Bloomberg tax plan is bad news for business

From NY1:

The Council is overwhelmingly opposed to the mayor's sales tax plan, an opposition that turned to frustration after Page's response. One member even noted that Bloomberg keeps touting his job creation plan on the campaign trail.

"The administration should consult the campaign, because every time I turn on the television it seems that I am reminded that they know how to quantify jobs," said Councilman James Oddo.

When asked about the impact of his sales tax plan on employment, the mayor, who regularly rattles off numbers from memory, couldn't offer a hard estimate.

"This is not good for job creation. I don't know. We have probably done some estimates," said Bloomberg.

The chairman of the finance committee says Council officials estimate that 1,200 retail jobs could be lost because of the clothing tax repeal.

Council members are floating their own alternatives to the sales tax increase, which would raise the rate by half a percentage point.

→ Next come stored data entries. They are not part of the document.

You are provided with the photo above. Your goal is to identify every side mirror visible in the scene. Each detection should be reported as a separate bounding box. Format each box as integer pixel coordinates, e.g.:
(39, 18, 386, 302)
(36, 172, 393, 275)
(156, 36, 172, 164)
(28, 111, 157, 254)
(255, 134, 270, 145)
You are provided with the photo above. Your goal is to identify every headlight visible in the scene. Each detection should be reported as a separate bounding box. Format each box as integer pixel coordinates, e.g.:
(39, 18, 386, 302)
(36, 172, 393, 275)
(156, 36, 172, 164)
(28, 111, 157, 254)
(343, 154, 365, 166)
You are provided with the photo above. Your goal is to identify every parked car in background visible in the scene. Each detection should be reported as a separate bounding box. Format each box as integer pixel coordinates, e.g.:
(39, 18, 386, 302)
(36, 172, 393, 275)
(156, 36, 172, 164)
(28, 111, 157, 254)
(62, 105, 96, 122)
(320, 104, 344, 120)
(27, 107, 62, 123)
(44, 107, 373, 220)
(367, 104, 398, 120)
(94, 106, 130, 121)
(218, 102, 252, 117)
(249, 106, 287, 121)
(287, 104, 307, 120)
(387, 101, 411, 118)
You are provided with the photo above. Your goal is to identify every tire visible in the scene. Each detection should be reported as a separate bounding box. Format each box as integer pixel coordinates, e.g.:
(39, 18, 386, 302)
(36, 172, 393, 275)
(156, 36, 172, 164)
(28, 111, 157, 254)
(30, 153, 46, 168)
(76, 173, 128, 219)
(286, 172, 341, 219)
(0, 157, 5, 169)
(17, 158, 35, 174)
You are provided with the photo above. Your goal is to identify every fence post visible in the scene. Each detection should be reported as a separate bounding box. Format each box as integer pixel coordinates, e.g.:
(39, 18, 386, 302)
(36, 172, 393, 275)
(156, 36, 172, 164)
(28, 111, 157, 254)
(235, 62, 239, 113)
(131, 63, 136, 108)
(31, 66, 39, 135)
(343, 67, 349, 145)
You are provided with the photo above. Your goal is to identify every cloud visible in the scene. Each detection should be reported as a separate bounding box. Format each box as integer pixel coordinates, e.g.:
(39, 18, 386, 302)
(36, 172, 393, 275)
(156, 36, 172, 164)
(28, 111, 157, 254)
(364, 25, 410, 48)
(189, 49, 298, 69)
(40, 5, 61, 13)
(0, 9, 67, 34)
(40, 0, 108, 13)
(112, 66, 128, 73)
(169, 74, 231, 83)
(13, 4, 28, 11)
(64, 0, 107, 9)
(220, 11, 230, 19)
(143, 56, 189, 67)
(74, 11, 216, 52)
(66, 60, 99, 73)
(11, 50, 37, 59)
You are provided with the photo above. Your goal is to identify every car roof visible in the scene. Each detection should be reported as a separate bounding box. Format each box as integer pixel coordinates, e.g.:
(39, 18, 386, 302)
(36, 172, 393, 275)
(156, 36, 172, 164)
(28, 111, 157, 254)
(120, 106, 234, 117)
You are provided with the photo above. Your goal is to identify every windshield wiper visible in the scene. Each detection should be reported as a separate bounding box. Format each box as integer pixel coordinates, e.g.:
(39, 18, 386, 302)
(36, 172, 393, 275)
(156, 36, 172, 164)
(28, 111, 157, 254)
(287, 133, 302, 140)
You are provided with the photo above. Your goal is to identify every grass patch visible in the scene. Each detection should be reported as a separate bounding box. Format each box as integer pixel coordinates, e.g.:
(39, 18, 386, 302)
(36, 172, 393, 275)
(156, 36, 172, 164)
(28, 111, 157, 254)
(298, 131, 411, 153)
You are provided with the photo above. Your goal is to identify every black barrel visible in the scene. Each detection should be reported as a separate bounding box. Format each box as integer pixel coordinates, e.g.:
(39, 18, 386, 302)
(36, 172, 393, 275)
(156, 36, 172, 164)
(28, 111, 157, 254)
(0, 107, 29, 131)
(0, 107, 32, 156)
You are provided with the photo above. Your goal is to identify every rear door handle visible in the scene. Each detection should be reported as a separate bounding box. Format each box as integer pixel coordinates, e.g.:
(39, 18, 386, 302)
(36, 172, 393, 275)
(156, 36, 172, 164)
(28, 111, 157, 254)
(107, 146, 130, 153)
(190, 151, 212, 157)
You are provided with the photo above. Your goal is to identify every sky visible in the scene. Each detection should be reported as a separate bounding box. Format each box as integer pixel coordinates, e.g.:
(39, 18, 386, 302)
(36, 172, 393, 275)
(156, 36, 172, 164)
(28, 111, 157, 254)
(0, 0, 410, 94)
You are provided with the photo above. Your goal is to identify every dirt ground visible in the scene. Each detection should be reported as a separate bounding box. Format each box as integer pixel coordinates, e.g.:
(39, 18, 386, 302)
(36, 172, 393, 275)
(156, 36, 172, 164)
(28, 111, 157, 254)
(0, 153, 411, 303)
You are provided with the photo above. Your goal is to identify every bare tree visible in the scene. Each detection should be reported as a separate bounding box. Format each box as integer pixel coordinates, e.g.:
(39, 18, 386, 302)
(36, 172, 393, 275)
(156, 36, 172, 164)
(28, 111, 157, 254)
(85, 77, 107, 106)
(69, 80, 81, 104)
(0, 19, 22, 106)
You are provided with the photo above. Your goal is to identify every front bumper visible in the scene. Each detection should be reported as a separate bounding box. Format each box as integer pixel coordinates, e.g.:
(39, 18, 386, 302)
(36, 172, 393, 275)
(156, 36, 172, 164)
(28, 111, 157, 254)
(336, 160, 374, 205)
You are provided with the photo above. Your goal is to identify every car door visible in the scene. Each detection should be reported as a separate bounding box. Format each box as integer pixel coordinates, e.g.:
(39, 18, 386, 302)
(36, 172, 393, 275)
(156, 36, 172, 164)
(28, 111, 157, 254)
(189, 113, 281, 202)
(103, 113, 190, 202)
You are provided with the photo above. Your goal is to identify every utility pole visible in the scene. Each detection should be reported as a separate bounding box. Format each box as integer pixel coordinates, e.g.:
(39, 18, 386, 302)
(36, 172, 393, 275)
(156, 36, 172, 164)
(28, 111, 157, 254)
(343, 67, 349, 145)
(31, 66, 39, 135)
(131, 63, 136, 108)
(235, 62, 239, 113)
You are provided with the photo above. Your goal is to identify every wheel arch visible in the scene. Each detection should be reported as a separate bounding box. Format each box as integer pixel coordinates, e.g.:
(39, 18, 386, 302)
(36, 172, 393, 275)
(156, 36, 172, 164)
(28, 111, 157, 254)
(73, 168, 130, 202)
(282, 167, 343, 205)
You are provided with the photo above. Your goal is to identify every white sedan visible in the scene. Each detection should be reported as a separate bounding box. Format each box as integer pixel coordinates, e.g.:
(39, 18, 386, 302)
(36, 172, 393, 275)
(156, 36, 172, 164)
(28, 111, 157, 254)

The proposals include calls to bring back the commuter tax, raise taxes on wealthy New Yorkers, create a mortgage recording tax on co-op purchases and impose an income tax surcharge.


Hey Oddo, why did your party endorse this guy again?

2 comments:

linda said...

well like the part on raising the tax on the wealthy, i say about fxxking time. but what exactly is a income tax surcharge? you going to tax us more??? wow commuters tax, hmm long island isn't going to like that too much and just think if he had his way with the tolls. retail is going to be hit the hardest, lost of jobs and then people aren't going to shop, especially since they aren't working. yeah bloomberg who endorsed him??? not me.

Anonymous said...

I find the retail sales tax to be the most problematic since it is so easy to shop Jersey or Pennsylvania, or make the threads last another year.

Retail is getting massacred right now and it is a prime training ground for first job holders, a second source of income for the retired, and one of the three jobs of the working poor.